As a reference, here is Ethereum's Protobuf Structure: https://github.com/streamingfast/firehose-ethereum/blob/develop/proto/sf/ethereum/type/v2/type.proto

Running the Demo Chain

We have built an end-to-end template, to start the on-boarding process of new chains. This solution consist of:

firehose-acme As mentioned above, the Reader process consumes the data that is extracted and streamed from Firehose. In Actuality the Reader is one process out of multiple ones that creates the Firehose. These processes are launched by one application. This application is chain specific and by convention, we name is "firehose-". Though this application is chain specific, the structure of the application is standardized and is quite similar from chain to chain. For convenience, we have create a boiler plate app to help you get started.

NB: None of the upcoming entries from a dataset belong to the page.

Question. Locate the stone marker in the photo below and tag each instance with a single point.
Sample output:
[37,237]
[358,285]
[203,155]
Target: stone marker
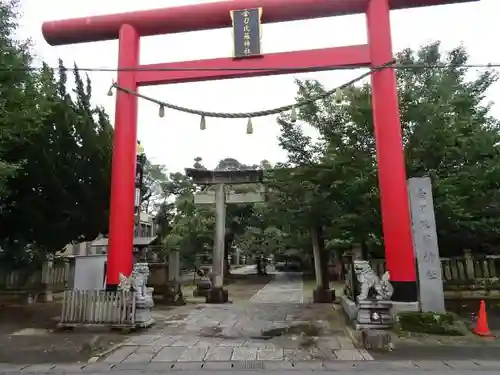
[425,243]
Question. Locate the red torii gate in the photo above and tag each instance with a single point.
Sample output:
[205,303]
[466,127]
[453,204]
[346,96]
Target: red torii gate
[129,27]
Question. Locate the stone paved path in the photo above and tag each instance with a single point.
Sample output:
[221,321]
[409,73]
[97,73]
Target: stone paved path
[273,326]
[286,288]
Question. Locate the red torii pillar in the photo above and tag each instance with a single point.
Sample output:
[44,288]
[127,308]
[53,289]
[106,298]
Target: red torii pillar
[129,27]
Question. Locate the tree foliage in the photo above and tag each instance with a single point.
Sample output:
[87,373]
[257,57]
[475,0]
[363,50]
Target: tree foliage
[55,153]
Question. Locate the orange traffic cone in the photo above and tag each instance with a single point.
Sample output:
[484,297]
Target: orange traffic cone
[481,328]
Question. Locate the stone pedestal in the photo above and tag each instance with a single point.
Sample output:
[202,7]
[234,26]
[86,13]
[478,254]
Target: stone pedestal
[322,295]
[143,317]
[217,295]
[374,339]
[373,314]
[203,287]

We named our chain Acme this the app is firehose-acme

Firehose Logs Firehose logs consist of an instrumented syncing node. We have created a "dummy-blockchain" chain to simulate a node process syncing that can be found https://github.com/streamingfast/dummy-blockchain.

Setting up the dummy chain

Clone the repository:

git clone https://github.com/streamingfast/dummy-blockchain.git
cd dummy-blockchain

Then build the binary:

go install ./cmd/dummy-blockchain

Ensure the build was successful

./dummy-blockchain --version

Take note of the location of the built dummy-blockchain binary, you will need to configure firehose-acme with it.

Setting up firehose-acme

Clone the repository:

git clone git@github.com:streamingfast/firehose-acme.git
cd firehose-acme

Configure firehose test setup

cd devel/standard/
vi standard.yaml

modify the flag reader-node-path: "dummy-blockchain" to point to the path of your dummy-blockchain binary you compiled above

Starting and testing Firehose

all subsequent commands are run from the devel/standard/ directory

Start fireacme

./start.sh

This will launch fireacme application. Behind the scenes we are starting 3 sub processes: reader-node, relayer, firehose

reader-node

The reader-node is a process that runs and manages the blockchain node Geth. It consumes the blockchain data that is extracted from our instrumented Geth node. The instrumented Geth node outputs individual block data. The reader-node process will either write individual block data into separate files called one-block files or merge 100 blocks data together and write into a file called 100-block file.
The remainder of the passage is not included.